San Valentino potrebbe venir figurato come il piccolo Cupido e invece, era il Vescovo di Terni tra il II e il III secolo d.C. Di origine patrizie, fu graziato più di una volta dai signori romani durante le persecuzioni dei cristiani. Addirittura, quando fu invitato dall’Imperatore Claudio II ad abiurare alla sua fede, non solo si rifiutò, ma tentò anche di convertire l’Imperatore. Vi sono diverse leggende che cercano di chiarire il legame di questo Santo con la festa dell’amore.
Una di queste, la quale credo essere la più plausibile dato il carattere temerario di San Valentino, è il matrimonio che unì un romano pagano ad una fanciulla cristiana. Un vero e proprio dramma, degno di Shakespeare, poiché ella era malata e i due sposi morirono proprio mentre il Vescovo li benediceva. Il governo romano, venuto a conoscenza del fatto, condannò a morte il romantico Vescovo di Terni.

Lo decapitarono il 14 Febbraio del 273 d.C, a 97 anni. La data della sua morte coincide con i dati storici, ma le cause furono romanzesche quanto una scatola di cioccolatini a forma di cuori: morì a causa della sua fede ferrea e della sua dedizione alla comunità cristiana, che egli amava e da cui era molto amato e rispettato, ma visto dall’imperatore di Roma come una minaccia alla solidità dei valori romani.

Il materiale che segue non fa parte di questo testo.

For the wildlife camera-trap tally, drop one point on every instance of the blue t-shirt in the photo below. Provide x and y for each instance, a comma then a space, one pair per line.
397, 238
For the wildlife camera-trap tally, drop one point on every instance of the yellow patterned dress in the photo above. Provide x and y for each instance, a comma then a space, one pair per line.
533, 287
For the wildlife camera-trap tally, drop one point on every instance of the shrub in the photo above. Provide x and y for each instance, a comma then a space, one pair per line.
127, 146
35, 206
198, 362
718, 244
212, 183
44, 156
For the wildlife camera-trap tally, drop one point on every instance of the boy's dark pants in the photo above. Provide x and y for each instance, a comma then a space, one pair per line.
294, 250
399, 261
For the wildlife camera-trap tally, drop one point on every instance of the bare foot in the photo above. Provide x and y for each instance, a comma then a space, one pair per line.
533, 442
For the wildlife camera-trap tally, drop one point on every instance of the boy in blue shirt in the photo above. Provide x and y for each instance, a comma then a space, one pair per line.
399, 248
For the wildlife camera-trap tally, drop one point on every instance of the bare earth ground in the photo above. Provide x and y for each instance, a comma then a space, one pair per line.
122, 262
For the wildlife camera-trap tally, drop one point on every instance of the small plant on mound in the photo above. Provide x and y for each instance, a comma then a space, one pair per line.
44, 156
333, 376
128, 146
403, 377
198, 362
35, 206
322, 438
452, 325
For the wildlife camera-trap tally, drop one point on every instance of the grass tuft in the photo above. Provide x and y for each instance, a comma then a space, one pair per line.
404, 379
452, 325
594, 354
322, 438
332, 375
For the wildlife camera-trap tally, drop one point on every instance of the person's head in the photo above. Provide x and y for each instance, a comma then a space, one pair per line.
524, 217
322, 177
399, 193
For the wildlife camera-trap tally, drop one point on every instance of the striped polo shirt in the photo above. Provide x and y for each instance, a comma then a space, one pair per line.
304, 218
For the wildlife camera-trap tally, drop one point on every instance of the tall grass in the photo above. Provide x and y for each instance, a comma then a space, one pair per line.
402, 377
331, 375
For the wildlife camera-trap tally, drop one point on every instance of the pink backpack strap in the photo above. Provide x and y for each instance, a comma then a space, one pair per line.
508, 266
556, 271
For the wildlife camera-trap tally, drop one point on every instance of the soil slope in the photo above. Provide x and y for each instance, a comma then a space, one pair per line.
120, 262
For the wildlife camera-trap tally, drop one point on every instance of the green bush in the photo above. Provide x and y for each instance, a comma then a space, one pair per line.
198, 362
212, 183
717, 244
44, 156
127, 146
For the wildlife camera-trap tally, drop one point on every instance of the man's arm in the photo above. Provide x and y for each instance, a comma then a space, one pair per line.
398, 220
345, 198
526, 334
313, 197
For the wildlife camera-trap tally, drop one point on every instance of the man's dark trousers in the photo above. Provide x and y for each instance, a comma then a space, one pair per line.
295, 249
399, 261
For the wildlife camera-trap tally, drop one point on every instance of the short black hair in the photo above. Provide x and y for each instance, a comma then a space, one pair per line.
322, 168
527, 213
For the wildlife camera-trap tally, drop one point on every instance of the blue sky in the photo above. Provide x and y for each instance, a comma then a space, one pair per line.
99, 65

La festività venne istituita nel 496 d.C. dal papa Gelasio I in sostituzione dalla festa pagana dei lupercalia, con lo scopo di cristianizzare il “rito della fertilità”. Per gli antichi romani febbraio era la stagione in cui ci si preparava alla rinascita. Con l’arrivo di questo mese i Lupercali iniziavano i loro riti per tenere lontano dai campi coltivati i lupi. I sacerdoti entravano nella grotta in cui, secondo la tradizione, la lupa aveva allattato Romolo e Remo e qui, compivano sacrifici propiziatori.
Cospargevano le strade del sangue degli animali sacrificati. Le matrone si offrivano spontaneamente alle frustate dei giovani nudi devoti al selvatico Fauno Luperco. Mentre, uomini e donne pescavano da un’urna i nomi di coloro con cui avrebbero condiviso la loro intimità per un’anno intero, portando a compimento il rito della fertilità.

Oltre a essere il patrono dell’amore, San Valentino è considerato il protettore degli epilettici. In Italia la Lice (Lega italiana contro l’epilessia) ricorda la ricorrenza ogni anno. Inoltre, ci sono storie che narrano di vicende romantiche, come quella in cui vi è un giovane di nome Valentino, che vedendo una coppia litigare si approcciò a loro con un fiore e chiese ai due di tenere lo stelo stretto tra le loro mani.
Magari erano in un parco di New York e un musicista di strada suonava per loro Claire de Lune. Un bacio ancora e un altro ancora e ancora un altro, solo così l’amore può essere eterno.